From: Alexander Aring <aahringo@redhat.com>
To: teigland@redhat.com
Cc: gfs2@lists.linux.dev, song@kernel.org, yukuai3@huawei.com,
linux-raid@vger.kernel.org, aahringo@redhat.com
Subject: [PATCH dlm/next 1/8] dlm: using rcu to avoid rsb lookup again
Date: Mon, 3 Jun 2024 17:55:51 -0400 [thread overview]
Message-ID: <20240603215558.2722969-2-aahringo@redhat.com> (raw)
In-Reply-To: <20240603215558.2722969-1-aahringo@redhat.com>
This patch converts the rsb to be protected under rcu. When the rcu lock
is held it cannot be freed. In combination with the new introduced flag
RSB_HASHED we can check if the rsb is still part of the ls_rsbtbl
hashtable, it cannot be part of another table. If its still part of the
ls_rsbtbl we can avoid a second dlm_search_rsb_tree() call.
Signed-off-by: Alexander Aring <aahringo@redhat.com>
---
fs/dlm/dlm_internal.h | 3 ++
fs/dlm/lock.c | 117 ++++++++++++++++++++++++++++++++++--------
fs/dlm/memory.c | 15 +++++-
3 files changed, 112 insertions(+), 23 deletions(-)

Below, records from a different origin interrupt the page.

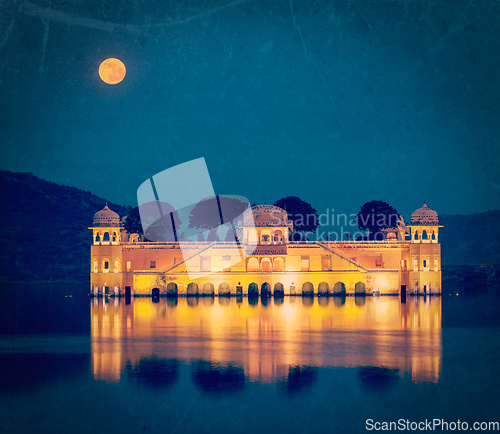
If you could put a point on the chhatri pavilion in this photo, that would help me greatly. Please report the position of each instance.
(265, 261)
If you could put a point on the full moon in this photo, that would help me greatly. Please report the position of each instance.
(112, 71)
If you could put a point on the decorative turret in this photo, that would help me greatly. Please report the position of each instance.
(106, 218)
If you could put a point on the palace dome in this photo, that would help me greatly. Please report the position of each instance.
(268, 215)
(424, 216)
(106, 217)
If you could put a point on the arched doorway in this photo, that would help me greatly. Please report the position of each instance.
(265, 290)
(253, 264)
(172, 289)
(278, 236)
(278, 290)
(192, 289)
(208, 289)
(253, 290)
(359, 288)
(265, 265)
(308, 289)
(323, 288)
(339, 288)
(265, 237)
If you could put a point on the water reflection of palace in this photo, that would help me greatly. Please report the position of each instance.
(267, 340)
(260, 258)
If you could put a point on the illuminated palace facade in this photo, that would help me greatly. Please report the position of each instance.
(408, 260)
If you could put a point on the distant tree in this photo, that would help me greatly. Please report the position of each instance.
(375, 216)
(159, 229)
(304, 216)
(206, 215)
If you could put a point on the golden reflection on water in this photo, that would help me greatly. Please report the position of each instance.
(268, 338)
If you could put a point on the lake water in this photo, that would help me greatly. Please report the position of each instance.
(295, 365)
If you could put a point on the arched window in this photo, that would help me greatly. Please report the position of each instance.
(265, 265)
(253, 264)
(265, 237)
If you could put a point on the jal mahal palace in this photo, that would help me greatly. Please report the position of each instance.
(407, 261)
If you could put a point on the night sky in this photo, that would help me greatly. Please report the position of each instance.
(337, 102)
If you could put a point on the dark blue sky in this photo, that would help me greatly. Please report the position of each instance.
(337, 102)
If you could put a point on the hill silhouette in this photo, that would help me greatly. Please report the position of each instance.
(45, 232)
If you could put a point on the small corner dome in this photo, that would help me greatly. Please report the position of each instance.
(424, 216)
(106, 217)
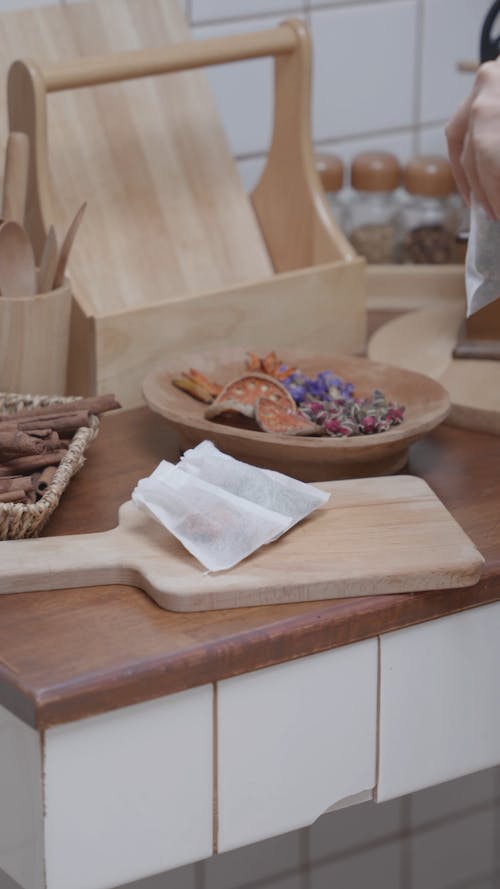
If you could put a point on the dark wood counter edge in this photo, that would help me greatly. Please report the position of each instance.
(295, 638)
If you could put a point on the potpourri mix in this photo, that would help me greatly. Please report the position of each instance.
(282, 399)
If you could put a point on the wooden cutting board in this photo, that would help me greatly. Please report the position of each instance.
(374, 536)
(167, 215)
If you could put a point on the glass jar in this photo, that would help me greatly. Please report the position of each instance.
(331, 172)
(370, 218)
(427, 222)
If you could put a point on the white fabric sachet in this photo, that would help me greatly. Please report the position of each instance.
(221, 509)
(482, 263)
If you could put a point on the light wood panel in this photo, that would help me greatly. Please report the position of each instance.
(34, 340)
(167, 214)
(373, 536)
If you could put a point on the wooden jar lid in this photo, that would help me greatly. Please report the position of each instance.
(331, 171)
(429, 175)
(375, 171)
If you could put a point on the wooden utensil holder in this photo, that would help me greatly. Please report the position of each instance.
(34, 341)
(315, 297)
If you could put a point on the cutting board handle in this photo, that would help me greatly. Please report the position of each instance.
(49, 562)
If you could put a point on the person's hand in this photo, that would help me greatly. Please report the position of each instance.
(473, 135)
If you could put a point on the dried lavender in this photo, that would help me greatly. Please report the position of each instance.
(329, 402)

diff --git a/fs/dlm/dlm_internal.h b/fs/dlm/dlm_internal.h
index 9e68e68bf0cf..6f578527c6d8 100644
--- a/fs/dlm/dlm_internal.h
+++ b/fs/dlm/dlm_internal.h
@@ -333,6 +333,7 @@ struct dlm_rsb {
struct list_head res_recover_list; /* used for recovery */
struct list_head res_toss_q_list;
int res_recover_locks_count;
+ struct rcu_head rcu;
char *res_lvbptr;
char res_name[DLM_RESNAME_MAXLEN+1];
@@ -366,6 +367,8 @@ enum rsb_flags {
RSB_RECOVER_GRANT,
RSB_RECOVER_LVB_INVAL,
RSB_TOSS,
+ /* if rsb is part of ls_rsbtbl or not */
+ RSB_HASHED,
};
static inline void rsb_set_flag(struct dlm_rsb *r, enum rsb_flags flag)
diff --git a/fs/dlm/lock.c b/fs/dlm/lock.c
index a29de48849ef..e1e990b09068 100644
--- a/fs/dlm/lock.c
+++ b/fs/dlm/lock.c
@@ -582,6 +582,7 @@ void dlm_rsb_toss_timer(struct timer_list *timer)
list_del(&r->res_rsbs_list);
rhashtable_remove_fast(&ls->ls_rsbtbl, &r->res_node,
dlm_rhash_rsb_params);
+ rsb_clear_flag(r, RSB_HASHED);
/* not necessary to held the ls_rsbtbl_lock when
* calling send_remove()
@@ -658,8 +659,14 @@ int dlm_search_rsb_tree(struct rhashtable *rhash, const void *name, int len,
static int rsb_insert(struct dlm_rsb *rsb, struct rhashtable *rhash)
{
- return rhashtable_insert_fast(rhash, &rsb->res_node,
- dlm_rhash_rsb_params);
+ int rv;
+
+ rv = rhashtable_insert_fast(rhash, &rsb->res_node,
+ dlm_rhash_rsb_params);
+ if (!rv)
+ rsb_set_flag(rsb, RSB_HASHED);
+
+ return rv;
}
/*
@@ -773,12 +780,24 @@ static int find_rsb_dir(struct dlm_ls *ls, const void *name, int len,
do_toss:
write_lock_bh(&ls->ls_rsbtbl_lock);
-
- /* retry lookup under write lock to see if its still in toss state
- * if not it's in keep state and we relookup - unlikely path.
+ /* toss handling move to out of toss handling requires ls_rsbtbl_lock
+ * to held in write lock state. However during the transition from
+ * previously read lock state to write lock state the rsb can be
+ * removed out of the ls_rsbtbl hash or change it's state to keep
+ * state. If RSB_HASHED is not set anymore somebody else removed
+ * the entry out of the ls_rsbtbl hash, the lookup is protected by
+ * rcu read lock and is an rcu read critical section, a possible free
+ * of a rsb (that usually occurs when a rsb is removed out of the hash)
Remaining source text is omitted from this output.